Communiqué de presse du 24 septembre 2025


« Les plus jeunes devront payer la dette pendant toute leur vie pour le confort de certains politiques et pour le confort des boomers qui considèrent que tout va bien »

 

Penser les dérives des finances publiques comme une guerre de générations, c’est euthanasier l’intelligence sociale et solidaire.

Le poids des dépenses de retraite ne relève pas du confort des boomers mais de l’allongement de la vie et de l’arrivée à la retraite de la génération nombreuse des boomers.

Jamais ne sont évoqués les coûts exponentiels des dépenses liées à la perte d’autonomie sur lesquelles tous les politiques font l’impasse reniant sans cesse leurs engagements dans ce domaine.
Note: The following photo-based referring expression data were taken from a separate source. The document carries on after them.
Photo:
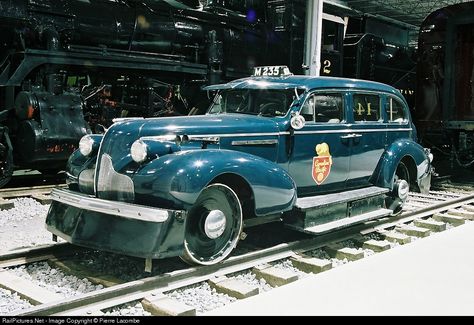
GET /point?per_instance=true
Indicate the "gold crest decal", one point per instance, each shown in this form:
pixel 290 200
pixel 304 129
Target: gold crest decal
pixel 322 163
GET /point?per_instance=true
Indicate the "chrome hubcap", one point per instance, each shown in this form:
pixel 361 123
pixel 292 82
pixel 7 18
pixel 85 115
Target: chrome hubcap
pixel 215 223
pixel 403 189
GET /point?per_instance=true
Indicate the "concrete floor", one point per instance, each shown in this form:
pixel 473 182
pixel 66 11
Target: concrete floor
pixel 431 276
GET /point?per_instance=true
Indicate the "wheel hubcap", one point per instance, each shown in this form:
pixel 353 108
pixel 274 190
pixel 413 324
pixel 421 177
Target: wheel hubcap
pixel 402 189
pixel 215 223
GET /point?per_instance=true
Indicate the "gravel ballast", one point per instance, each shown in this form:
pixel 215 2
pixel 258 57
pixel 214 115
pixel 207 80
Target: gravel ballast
pixel 10 301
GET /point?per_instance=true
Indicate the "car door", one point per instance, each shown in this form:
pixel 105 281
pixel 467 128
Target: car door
pixel 368 137
pixel 319 160
pixel 397 118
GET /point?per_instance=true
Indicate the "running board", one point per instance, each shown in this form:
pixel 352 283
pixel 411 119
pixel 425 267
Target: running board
pixel 341 223
pixel 322 213
pixel 312 202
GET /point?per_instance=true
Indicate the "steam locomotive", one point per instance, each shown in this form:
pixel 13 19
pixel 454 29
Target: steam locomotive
pixel 69 67
pixel 445 83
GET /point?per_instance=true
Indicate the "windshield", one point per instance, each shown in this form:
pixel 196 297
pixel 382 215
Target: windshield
pixel 263 102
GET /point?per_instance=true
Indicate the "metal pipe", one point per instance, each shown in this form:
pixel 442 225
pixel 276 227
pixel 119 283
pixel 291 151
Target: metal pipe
pixel 314 18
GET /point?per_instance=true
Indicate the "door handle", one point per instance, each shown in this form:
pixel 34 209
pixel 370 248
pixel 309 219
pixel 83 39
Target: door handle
pixel 351 136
Non, les boomers ne se sont pas gavés depuis 50 ans. Ils ont contribué à la croissance industrielle, à l’essor de nouvelles technologies, aux avancées sociales, sans oublier de cotiser pour la génération des retraités qui les précédaient.

Les boomers représentent une génération charnière qui porte le vieillissement heureusement prolongé de leurs parents et soutient leurs enfants dont l’entrée dans la vie active est plus tardive.
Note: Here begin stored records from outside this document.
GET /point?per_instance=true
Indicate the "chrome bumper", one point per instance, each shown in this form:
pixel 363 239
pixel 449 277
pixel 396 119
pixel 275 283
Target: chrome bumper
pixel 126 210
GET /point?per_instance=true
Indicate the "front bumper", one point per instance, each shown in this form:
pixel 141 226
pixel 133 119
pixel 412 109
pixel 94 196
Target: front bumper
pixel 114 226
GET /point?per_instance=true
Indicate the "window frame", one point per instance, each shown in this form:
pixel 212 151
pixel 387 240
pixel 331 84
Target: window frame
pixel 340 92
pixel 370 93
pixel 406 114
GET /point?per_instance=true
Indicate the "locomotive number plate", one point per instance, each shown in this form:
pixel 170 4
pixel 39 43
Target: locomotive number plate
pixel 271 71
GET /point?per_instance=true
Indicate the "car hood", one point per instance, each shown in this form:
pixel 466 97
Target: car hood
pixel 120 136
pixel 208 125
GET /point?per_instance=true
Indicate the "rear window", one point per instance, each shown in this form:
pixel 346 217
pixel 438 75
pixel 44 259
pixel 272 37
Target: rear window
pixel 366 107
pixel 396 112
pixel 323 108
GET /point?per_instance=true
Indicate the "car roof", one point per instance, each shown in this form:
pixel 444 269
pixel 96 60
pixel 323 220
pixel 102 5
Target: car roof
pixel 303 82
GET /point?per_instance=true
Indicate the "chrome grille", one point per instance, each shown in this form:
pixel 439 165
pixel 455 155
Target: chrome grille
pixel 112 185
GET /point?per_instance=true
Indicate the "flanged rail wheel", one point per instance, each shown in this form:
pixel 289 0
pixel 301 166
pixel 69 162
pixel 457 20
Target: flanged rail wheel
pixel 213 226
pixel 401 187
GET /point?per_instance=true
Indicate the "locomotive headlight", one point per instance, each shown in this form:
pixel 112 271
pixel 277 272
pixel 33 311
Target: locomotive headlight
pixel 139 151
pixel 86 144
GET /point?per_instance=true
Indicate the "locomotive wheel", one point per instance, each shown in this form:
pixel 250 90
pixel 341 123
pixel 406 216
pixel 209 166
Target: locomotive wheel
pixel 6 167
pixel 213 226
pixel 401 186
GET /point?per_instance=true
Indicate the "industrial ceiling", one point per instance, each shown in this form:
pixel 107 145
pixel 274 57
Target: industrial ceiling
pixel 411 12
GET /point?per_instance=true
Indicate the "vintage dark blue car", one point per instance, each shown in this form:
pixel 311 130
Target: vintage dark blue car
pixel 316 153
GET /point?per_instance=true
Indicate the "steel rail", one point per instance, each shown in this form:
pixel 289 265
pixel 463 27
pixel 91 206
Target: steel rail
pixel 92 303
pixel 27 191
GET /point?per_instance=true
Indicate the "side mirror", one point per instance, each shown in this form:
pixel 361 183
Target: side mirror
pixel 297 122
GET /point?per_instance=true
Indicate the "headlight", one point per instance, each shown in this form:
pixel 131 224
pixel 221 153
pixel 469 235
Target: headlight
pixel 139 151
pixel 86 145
Rappelons quand même l’année de la fin des sacro-saintes « Glorieuses », en 1973, suivies de plusieurs crises économiques et financières avec son lot de fermeture, de délocalisation d’entreprises et son corollaire de taux de chômage croissant, les 4 semaines de congés payés et les 40 heures hebdomadaires de travail jusqu’en 1982, abaissées à 39 heures jusqu’en 2000.


Les retraités, tous des nantis ?

Les retraites des femmes, hachées par les congés maternité et arrêts de travail pour élever les enfants, amputant leur promotion, limitées souvent par des emplois à temps partiels subis, aux salaires sous-payés par rapport aux hommes.

10,8% des retraités vivent sous le seuil de la pauvreté d’après un rapport des Petits Frères des Pauvres.

Le montant moyen des retraites s’élève à 1160 € net pour une personne seule et à 1680 € net pour un couple.


Et si certains boomers plus aisés ont pu se constituer un patrimoine au long de leur carrière professionnelle, on les taxe vite de riches épargnants égoïstes. Serait-ce donc si rare et incongru de les voir apporter une aide financière à leurs parents vieillissants modestes, à leurs enfants, voire leurs petits enfants ?

Ils se projettent eux-mêmes dans les dépenses futures liées à leur avancée en âge, et une potentielle perte d’autonomie.


Au sein d’associations de bénévoles, les boomers apportent une contribution multiforme à la société, suppléant l’action des services publics, déchargeant ainsi l’état du poids du coût.


Non, le boomer n’est pas une espèce humaine à part nageant dans un eldorado de confort et de moyens au dépend des actifs.


Oui, le boomer a travaillé, cotisé, paye des impôts et reste consommateur.

Oui le boomer a fait des enfants, les a éduqués, leur a transmis des valeurs et portés vers le monde de l’engagement professionnel.

Oui le boomer garde un rôle actif dans la société.

Oui le boomer a droit à la solidarité intergénérationnelle garantissant un accompagnement digne à l’arrivée de ses vulnérabilités liées à l’âge.

Oui, le boomer défend une justice fiscale dans l’effort national face à la dette.

 

Les boomers ne réclament que leur juste place dans la société.